The new emails from her controversial private server, which were retroactively classified since she left office, include 81 which had been upgraded to confidential status and three to secret status. (Classified parts were redacted.)
The Saturday release included 1,012 new pages and 551 additional documents, bringing the total released to 45,830 pages, according to a State Department official. The total means nearly 1,700 emails on Clinton's server have been retroactively classified.
The court-ordered release by the State Department is behind the initial end of January deadline. As a result, more of the Democratic presidential candidate's emails will be released throughout this month, with the final batch coming out on February 29th — the day before Super Tuesday, where 15 states will cast primary or caucus ballots.
Last month, the State Department announced that seven emails chains — 22 documents representing 37 pages — will not be released, because they had been upgraded to top secret, the highest form of classified material.
"We can confirm that later today, as part of our monthly FOIA productions of former Secretary Clinton's emails, the State Department will be denying in full seven email chains, found in 22 documents representing 37 pages," State Department spokesman John Kirby said. "The documents are being upgraded at the request of the intelligence community, because they contain a category of top secret information. These documents were not marked classified at the time they were sent."

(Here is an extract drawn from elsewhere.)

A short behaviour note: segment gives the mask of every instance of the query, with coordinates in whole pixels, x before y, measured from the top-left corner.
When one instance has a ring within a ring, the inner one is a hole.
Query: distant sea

Clinton has maintained she never sent material which was classified on the private server at the time. The emails have become a major issue in the presidential race among Republicans, though her Democratic challenger, Vermont Sen. Bernie Sanders, has declined many times to hit her on the emails.
Most of the emails released on Saturday are process related — day-to-day schedules, travel arrangements, memos, notes to staff and the like. Several were from Sidney Blumenthal, the longtime Clinton aide and friend whose frequent emails to the secretary, despite having no official role in the State Department, drew scrutiny from Republicans in her testimony before the House Benghazi Select Committee last fall. In this batch, Blumenthal sent her memos and thoughts on Libya and the scandal surrounding former CIA director and retired Gen. David Petraeus after it was revealed he'd had an affair and shared classified information. In another, he weighed in on whether photographic evidence of the death of Osama bin Laden should be shared with Congress.
In a more comical email, an aide sends Clinton a story shortly before the 2012 elections speculating that "Bill Clinton's ego could cost Obama in November." She writes back: "What can be done?"
Republicans bashed the new emails, emphasizing the newly classified emails should cast doubt on Clinton's trustworthiness and ability to lead the country.